Mesmo indicando que o plano de ensino é elaborado pelo docente, o PPC13 determina que tal plano deverá ser aprovado em colegiado antes do início do semestre letivo. Ao passar pelo colegiado o plano proposto pelo docente será discutido e, caso necessário, alterado para
que ele possa refletir o planejamento do professor que tem flexibilidade para alterar esse plano no decorrer da disciplina. Nesse sentido, o PPC13 afirma que o docente pode, ao constatar um problema quanto aos objetivos propostos, alterar o que foi planejado para a disciplina.
O PPC1, mesmo não afirmando nada sobre o plano de ensino, estipulou que “[...] os instrumentos de avaliação devem ser aplicados, preferencialmente, em no mínimo três momentos distintos, não concentrando mais do que 40% da nota total em cada momento”, sem fazer distinção quanto à porcentagem destinada a cada forma de distribuição da nota (atividades avaliativas ou participação) e quanto a distribuição de avaliação (individual ou em grupo). Informações semelhantes não foram identificadas em nenhum dos outros 19 PPCs analisados.

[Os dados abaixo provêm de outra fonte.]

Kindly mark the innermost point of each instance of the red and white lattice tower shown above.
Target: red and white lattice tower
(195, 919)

A indicação nos PPCs sobre o tipo de avaliação (direta ou indireta) pode orientar o docente quanto a abordagem (tradicional ou ativa) que a Instituição de Ensino Superior espera que ele utilize no processo de ensino-aprendizagem. Os dados dessa categoria indicam que os docentes são instruídos a avaliarem os discentes mais indiretamente que diretamente, o que permite inferir a adoção de uma abordagem mais ativa e o que, por sua vez, pode indicar uma modalidade de avaliação mais formativa.

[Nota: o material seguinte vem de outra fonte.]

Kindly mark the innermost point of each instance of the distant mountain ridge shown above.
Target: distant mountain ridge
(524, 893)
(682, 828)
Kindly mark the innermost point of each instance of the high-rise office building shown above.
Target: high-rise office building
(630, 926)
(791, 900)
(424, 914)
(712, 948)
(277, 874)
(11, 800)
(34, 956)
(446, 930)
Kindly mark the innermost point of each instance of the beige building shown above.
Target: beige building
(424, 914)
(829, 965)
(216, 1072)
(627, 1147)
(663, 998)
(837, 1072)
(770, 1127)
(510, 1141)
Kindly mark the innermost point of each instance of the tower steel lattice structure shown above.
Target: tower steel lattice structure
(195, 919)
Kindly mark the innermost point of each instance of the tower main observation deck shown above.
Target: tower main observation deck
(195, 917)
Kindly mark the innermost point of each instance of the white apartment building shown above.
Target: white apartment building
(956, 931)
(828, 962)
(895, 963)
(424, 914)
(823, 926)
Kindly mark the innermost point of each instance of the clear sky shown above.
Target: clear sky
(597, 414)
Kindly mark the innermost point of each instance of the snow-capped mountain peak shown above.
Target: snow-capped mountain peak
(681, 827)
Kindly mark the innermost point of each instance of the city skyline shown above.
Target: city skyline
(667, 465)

A presença dos princípios de avaliação nos PPCs e o conhecimento desses princípios por parte do corpo docente é de extrema importância para a que a avaliação seja condizente e coerente com o processo de ensino-aprendizagem e os objetivos educacionais (ABREU; MASETTO, 1983; MARQUES, 1977; PILETTI, 2007). Por isso se faz importante que os PPCs abarquem os conceitos dos princípios e não é a realidade dos PPCs analisados, visto que o princípio mais identificado esteve presente em apenas 40% dos PPCs.

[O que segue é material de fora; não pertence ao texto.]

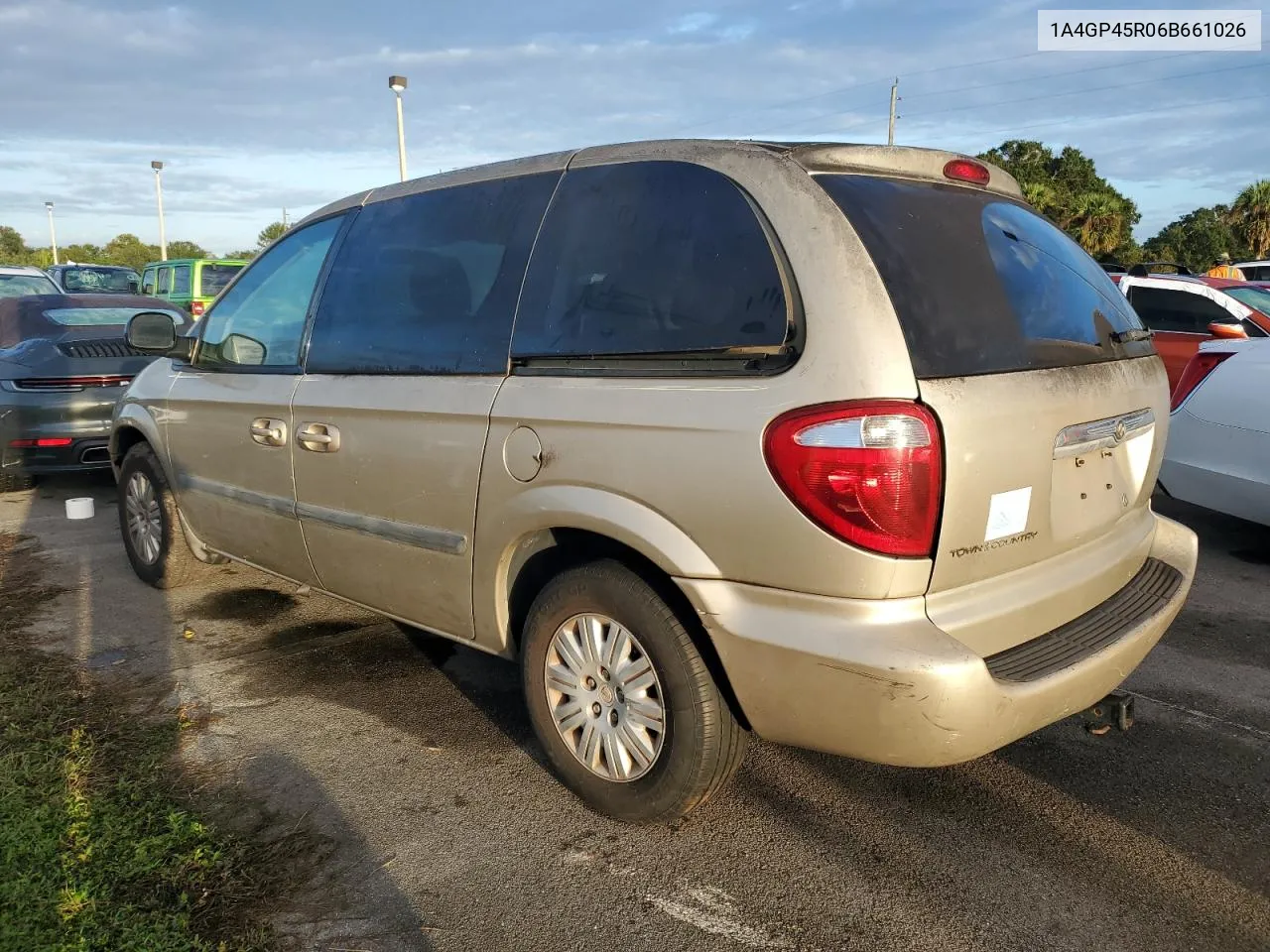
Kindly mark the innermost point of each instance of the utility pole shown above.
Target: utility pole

As competências profissionais foram indicadas em todos os PPCs analisados e esse fato demonstra que as Instituições de Ensino Superior estão em consonância com as DCN dos cursos de graduação em Ciências Contábeis (BRASIL, 2004b) conforme estabelecido pelo MEC (2015b) no perfil do egresso.
Em relação à categoria Convergência com a IES 6, pode-se observar que mesmo a adoção das Normas Internacionais de Educação Contábil terem sido encorajadas a partir de 2009, sua primeira publicação foi em 2003 (IAESB, 2009, 2017), ano anterior à indicação de publicação do PPC mais antigo analisado (com exceção do PPC da UFF de Niterói e USP, que não indicam o ano). Dentre os PPCs há apenas três datados de anos anteriores ao de 2009, sendo o restante posterior a essa data, o que poderia fornecer tempo suficiente para as Instituições de Ensino Superior reverem os seus PPCs e considerarem a adoção das Normas
Internacionais de Educação Contábil, porém, as normas são pouco conhecidas e divulgadas no meio acadêmico brasileiro (JACOMOSSI, 2015).